En premier lieu, nous devrons maintenir une programmation variée, de grande qualité, qui rejoigne l'ensemble des Canadiens, soit par millions, soit par auditoires plus spécialisés. Nous le faisons déjà, et notre volonté d'ajouter des canaux de diffusion vise à satisfaire cette condition de succès dans l'environnement numérique qui se fait jour.

Deuxième condition de notre succès : demeurer pertinents, ce qui s'exprime par une part de marché significative — eu égard aux auditoires visés, au type d'émissions et au canal de diffusion. Notre stratégie de développement y pourvoit.

En troisième lieu, nous devons continuer de tirer le meilleur parti de nos ressources — d'être efficaces, j'allais dire frugaux. Le chemin parcouru en ce sens depuis quelques années est tout simplement remarquable, je ne crains pas de le dire. Nous entendons demeurer vigilants et créatifs.

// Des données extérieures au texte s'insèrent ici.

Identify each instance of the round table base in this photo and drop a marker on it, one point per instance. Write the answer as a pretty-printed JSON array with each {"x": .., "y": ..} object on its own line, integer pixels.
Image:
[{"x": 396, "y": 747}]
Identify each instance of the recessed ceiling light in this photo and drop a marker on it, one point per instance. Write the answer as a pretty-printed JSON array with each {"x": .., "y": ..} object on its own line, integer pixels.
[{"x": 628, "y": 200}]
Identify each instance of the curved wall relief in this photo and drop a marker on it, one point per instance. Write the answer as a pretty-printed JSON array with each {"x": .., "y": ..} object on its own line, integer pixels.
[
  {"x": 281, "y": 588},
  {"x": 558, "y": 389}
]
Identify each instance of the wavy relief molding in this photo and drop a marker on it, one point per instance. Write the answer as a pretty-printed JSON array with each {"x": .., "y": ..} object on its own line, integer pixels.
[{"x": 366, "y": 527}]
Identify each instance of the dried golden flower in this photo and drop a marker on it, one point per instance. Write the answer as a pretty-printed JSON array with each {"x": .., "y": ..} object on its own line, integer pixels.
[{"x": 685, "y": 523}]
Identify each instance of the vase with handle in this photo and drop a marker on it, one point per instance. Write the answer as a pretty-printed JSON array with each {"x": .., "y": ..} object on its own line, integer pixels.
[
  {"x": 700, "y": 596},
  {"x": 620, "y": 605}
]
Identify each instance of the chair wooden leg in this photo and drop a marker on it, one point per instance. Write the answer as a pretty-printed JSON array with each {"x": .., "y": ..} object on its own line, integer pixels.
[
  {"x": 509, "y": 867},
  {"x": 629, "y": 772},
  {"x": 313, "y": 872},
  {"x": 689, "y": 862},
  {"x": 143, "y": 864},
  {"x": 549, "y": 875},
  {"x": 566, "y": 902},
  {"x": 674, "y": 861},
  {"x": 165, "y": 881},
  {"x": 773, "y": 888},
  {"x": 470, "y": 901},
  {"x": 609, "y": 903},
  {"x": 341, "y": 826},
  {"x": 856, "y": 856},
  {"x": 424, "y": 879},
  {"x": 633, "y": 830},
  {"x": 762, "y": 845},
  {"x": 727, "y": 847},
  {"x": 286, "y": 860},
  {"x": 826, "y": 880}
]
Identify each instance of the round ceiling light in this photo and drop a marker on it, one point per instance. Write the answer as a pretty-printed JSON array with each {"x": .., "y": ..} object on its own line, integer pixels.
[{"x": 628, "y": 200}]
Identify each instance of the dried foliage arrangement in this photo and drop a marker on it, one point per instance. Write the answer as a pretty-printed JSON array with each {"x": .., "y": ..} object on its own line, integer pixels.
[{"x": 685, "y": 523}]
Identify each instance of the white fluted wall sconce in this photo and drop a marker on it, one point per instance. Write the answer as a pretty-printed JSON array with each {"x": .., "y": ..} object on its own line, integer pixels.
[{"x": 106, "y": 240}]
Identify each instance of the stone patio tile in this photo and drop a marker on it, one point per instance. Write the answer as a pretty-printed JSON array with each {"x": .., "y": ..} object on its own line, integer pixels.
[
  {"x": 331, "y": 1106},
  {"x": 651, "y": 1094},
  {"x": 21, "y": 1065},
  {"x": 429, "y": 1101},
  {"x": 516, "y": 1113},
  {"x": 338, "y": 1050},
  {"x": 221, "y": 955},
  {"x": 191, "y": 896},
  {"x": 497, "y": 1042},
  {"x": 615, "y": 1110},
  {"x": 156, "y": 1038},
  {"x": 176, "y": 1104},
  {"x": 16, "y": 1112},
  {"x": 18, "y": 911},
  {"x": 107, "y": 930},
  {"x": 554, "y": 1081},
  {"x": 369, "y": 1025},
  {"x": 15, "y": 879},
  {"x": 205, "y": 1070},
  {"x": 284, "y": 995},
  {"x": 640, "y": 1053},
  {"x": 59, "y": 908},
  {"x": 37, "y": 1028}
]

Quatrième condition identifiée par McKinsey : un financement substantiel et prévisible, qui nous permette de jouer pleinement notre rôle de diffuseur public, sans être astreint à la pure logique commerciale qui motive nos concurrents privés, et à l'abri d'interventions ponctuelles des gouvernements. Je ne suggère pas que Radio-Canada ne doit pas être imputable de sa gestion. Mais les règles d'imputabilité doivent être claires et stables, et porter sur des objectifs convenus au préalable.

C'est ainsi que Radio-Canada s'engagera dans le nouveau millénaire et dans le nouveau monde de la radiodiffusion avec la confiance de demeurer un radiodiffuseur public pertinent, populaire et authentiquement canadien.

Je vous remercie de votre attention.